DM : Mauve de Marie Desplechin, un livre pour pré-ado
MM : quel est ton top 3 des éditions présentes en ce moment à la librairie ?
DM : (mis à part Pallas et Desiderea Nuncia)
– Encampment Wyoming de Lora Webb Nichals, édité par Fw:Books
– Force of Nature de Herma de Wit-Orbio de Castro, édité par Emma Dingwall
– Family Stranger de Wiosna van Bon, édité par The Eriskay Connection
MM : quel est ton top 3 des éditions collector ?
DM : – The Ballad of Sexual Dependency de Nan Goldin
(que j’ai vu la première fois à la Librairie du LU à Nantes)
– Redheaded Peckerwood de Christian Patterson
– Cui Cui de Rinko Kawauchi
MM : quel est ton meilleur souvenir à la librairie ?
DM : de pouvoir accueillir la rencontre entre Marta Gili (directrice de l’ENSP) et Susan Meiselas était un moment émouvant pour moi. Ce sont deux femmes qui incarnent des valeurs desquelles je me sens proche, comme l’idée de la transmission – aux enfants notamment -, l’éducation à l’image. J’ai aussi beaucoup de plaisirs quotidiens, comme ces moments où l’on déballe les colis, où l’on découvre la sélection que l’on fait la plupart du temps à distance, c’est comme si c’était Noël tous les jeudis ; et de voir tous ces livres qui repartent avec leurs nouveaux propriétaires, de trouver quelque chose de sur-mesure pour les clients.
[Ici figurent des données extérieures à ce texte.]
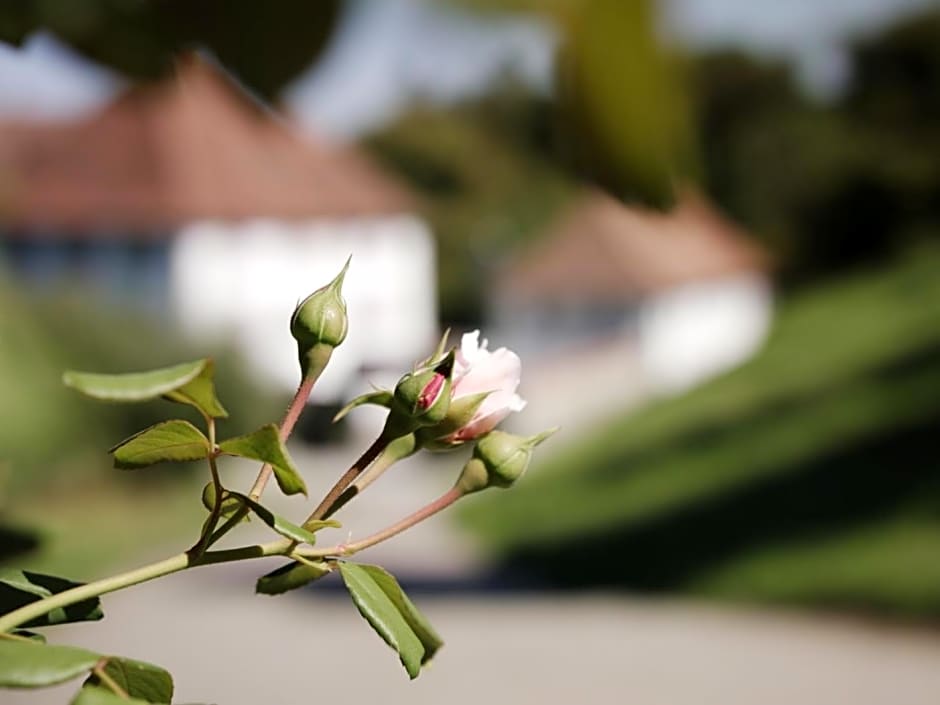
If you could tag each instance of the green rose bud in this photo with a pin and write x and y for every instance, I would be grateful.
(503, 457)
(441, 435)
(319, 324)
MM : comment fais-tu la sélection des artistes exposé.e.s dans la galerie, ainsi que dans l’espace du « cabinet de curiosités » ?
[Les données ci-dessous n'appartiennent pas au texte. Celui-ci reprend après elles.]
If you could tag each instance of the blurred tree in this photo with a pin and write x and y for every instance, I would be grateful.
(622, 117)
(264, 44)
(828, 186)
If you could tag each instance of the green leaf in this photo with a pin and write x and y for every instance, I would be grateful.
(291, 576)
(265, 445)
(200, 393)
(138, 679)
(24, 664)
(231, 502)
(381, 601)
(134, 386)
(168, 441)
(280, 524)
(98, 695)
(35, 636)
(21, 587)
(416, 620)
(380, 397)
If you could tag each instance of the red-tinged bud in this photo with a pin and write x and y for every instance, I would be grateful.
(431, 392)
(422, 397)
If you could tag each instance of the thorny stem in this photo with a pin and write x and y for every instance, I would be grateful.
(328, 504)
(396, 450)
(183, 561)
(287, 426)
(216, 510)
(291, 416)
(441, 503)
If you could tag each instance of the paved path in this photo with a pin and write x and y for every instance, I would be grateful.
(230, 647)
DM : j’aimerai beaucoup exposer des artistes d’Amérique du Sud mais cela impliquerait d’acheminer les oeuvres ainsi que les artistes : cet espace, qui n’est ni une galerie ni un musée, je veux qu’il soit le plus « réaliste » possible, de permettre aux artistes de travailler avec des conditions économiquement (et écologiquement) réalistes. C’est un endroit qui permet de créer des passerelles entre les éditions et les artistes, mais aussi entre les artistes eux-mêmes, comme pour l’exposition de Philémon Vanorlé et Nadja Bailly. Ma sélection se déploie autour des enjeux des études de genres/l’identité (comme par exemple l’exposition de SMITH) ainsi que l’écologie (comme par exemple l’exposition de Geoffroy Mathieu) ; j’aimerai également exposer des femmes racisées car je trouve que ma sélection n’est pour le moment pas assez inclusive sur ce plan là. J’essaye de créer un équilibre dans les maisons d’éditions, une médiation dans toutes les gammes de prix (Notes on Camp de Susan Sontag est à 1,50€) entre les éditions ainsi que les tirages de collection, car la photographie est un art populaire qui doit rester accessible. Je veux être juste, autant que les livres qui vivent en paix, qui s’imbriquent sans frontières et s’ajustent en fonction de leur puissance malgré leurs différentes tailles.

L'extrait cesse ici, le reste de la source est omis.